View Source Dataloader (dataloader v2.0.2)

Dataloader

Dataloader provides an easy way efficiently load data in batches. It's inspired by https://github.com/facebook/dataloader, although it makes some small API changes to better suit Elixir use cases.

Central to Dataloader is the idea of a source. A single Dataloader struct can have many different sources, which represent different ways to load data.

Here's an example of a data loader using an ecto source, and then loading some organization data.

source = Dataloader.Ecto.new(MyApp.Repo)

# setup the loader
loader = Dataloader.new |> Dataloader.add_source(:db, source)

# load some things
loader =
  loader
  |> Dataloader.load(:db, Organization, 1)
  |> Dataloader.load_many(:db, Organization, [4, 9])

# actually retrieve them
loader = Dataloader.run(loader)

# Now we can get whatever values out we want
organizations = Dataloader.get_many(loader, :db, Organization, [1,4])

This will do a single SQL query to get all organizations by ids 1,4, and 9. You can load multiple batches from multiple sources, and then when run/1 is called batch will be loaded concurrently.

Here we named the source :db within our dataloader. More commonly though if you're using Phoenix you'll want to name it after one of your contexts, and have a different source used for each context. This provides an easy way to enforce data access rules within each context. See the Dataloader.Ecto moduledocs for more details

Options

There are two configuration options:

  • timeout - The maximum timeout to wait for running a source, defaults to 1s more than the maximum timeout of all added sources. Set with care, timeouts should really only be set on sources.
  • get_policy - This configures how the dataloader will behave when fetching data which may have errored when we tried to load it.

These can be set as part of the new/1 call. So, for example, to configure a dataloader that returns nil on error with a 5s timeout:

loader =
  Dataloader.new(
    get_policy: :return_nil_on_error,
    timeout: :timer.seconds(5)
  )

get_policy

There are three implemented behaviours for this:

  • raise_on_error (default)- If successful, calling get/4 or get_many/4 will return the value. If there was an exception when trying to load any of the data, it will raise that exception
  • return_nil_on_error - Behaves similar to raise_on_error but will just return nil instead of raising. It will still log errors
  • tuples - This will return {:ok, value}/{:error, reason} tuples depending on a successful or failed load, allowing for more fine-grained error handling if required

Summary

Functions

This is a helper method to run a set of async tasks in a separate supervision tree which

Create a new Dataloader instance.

This used to be used by both the Dataloader module for running multiple source queries concurrently, and the KV and Ecto sources to actually run separate batch fetches (e.g. for Posts and Users at the same time).
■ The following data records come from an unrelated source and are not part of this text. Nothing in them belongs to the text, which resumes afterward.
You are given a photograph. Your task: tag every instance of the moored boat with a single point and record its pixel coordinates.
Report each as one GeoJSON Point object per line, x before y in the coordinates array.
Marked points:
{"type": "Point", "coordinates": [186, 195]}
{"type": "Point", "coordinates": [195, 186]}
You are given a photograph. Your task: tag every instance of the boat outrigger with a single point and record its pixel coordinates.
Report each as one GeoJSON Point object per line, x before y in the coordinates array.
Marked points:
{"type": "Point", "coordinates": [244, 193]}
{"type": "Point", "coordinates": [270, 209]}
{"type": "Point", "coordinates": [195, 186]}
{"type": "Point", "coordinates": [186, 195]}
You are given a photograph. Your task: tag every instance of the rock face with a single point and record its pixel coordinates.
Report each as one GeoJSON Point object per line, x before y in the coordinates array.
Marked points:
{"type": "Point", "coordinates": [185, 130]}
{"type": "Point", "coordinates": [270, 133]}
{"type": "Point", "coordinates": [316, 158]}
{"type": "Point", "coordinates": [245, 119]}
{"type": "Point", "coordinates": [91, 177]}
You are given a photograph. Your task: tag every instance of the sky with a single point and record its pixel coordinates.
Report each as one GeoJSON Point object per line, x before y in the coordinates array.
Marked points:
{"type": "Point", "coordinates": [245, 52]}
This helper function will call fun on all items asynchronously, returning a map of :ok/:error tuples, keyed off the items. For example

Types

option()

@type option() :: {:timeout, pos_integer()} | {:get_policy, atom()}

source_name()

@type source_name() :: any()

t()

@type t() :: %Dataloader{
  options: [option()],
  sources: %{required(source_name()) => Dataloader.Source.t()}
}

Functions

add_source(loader, name, source)

@spec add_source(t(), source_name(), Dataloader.Source.t()) :: t()

async(fun)

@spec async((-> any())) :: Task.t()

See OpentelemetryProcessPropagator.Task.async/1.

async_safely(mod, fun, args \\ [], opts \\ [])
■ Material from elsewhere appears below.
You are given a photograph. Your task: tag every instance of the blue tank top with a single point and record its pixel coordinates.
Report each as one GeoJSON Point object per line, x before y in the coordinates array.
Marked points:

This is a helper method to run a set of async tasks in a separate supervision tree which:

  1. Is run by a supervisor linked to the main process. This ensures any async tasks will get killed if the main process is killed.
  2. Spawns a separate task which traps exits for running the provided function. This ensures we will always have some output, but are not setting :trap_exit on the main process.
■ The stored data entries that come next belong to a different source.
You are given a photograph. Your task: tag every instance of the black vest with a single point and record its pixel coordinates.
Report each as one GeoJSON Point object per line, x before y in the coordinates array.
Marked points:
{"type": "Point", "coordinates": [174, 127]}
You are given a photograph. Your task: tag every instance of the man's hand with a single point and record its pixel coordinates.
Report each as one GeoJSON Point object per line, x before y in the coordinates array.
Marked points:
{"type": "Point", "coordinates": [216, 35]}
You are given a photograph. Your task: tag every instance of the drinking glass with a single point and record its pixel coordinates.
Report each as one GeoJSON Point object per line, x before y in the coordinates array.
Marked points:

NOTE: The provided fun must accept a Task.Supervisor as its first argument, as this function will prepend the relevant supervisor to args

See run_task/3 for an example of a fun implementation, this will return whatever that returns.

async_stream(items, fun, opts)

@spec async_stream(Enumerable.t(), (term() -> term()), keyword()) :: Enumerable.t()

See OpentelemetryProcessPropagator.Task.async_stream/3.

default_timeout()

get(loader, source, batch_key, item_key)

@spec get(t(), source_name(), any(), any()) :: any()

get_many(loader, source, batch_key, item_keys)

@spec get_many(t(), source_name(), any(), any()) :: [any()] | {:ok, [any()]}

load(loader, source_name, batch_key, val)

@spec load(t(), source_name(), any(), any()) :: t()

load_many(loader, source_name, batch_key, vals)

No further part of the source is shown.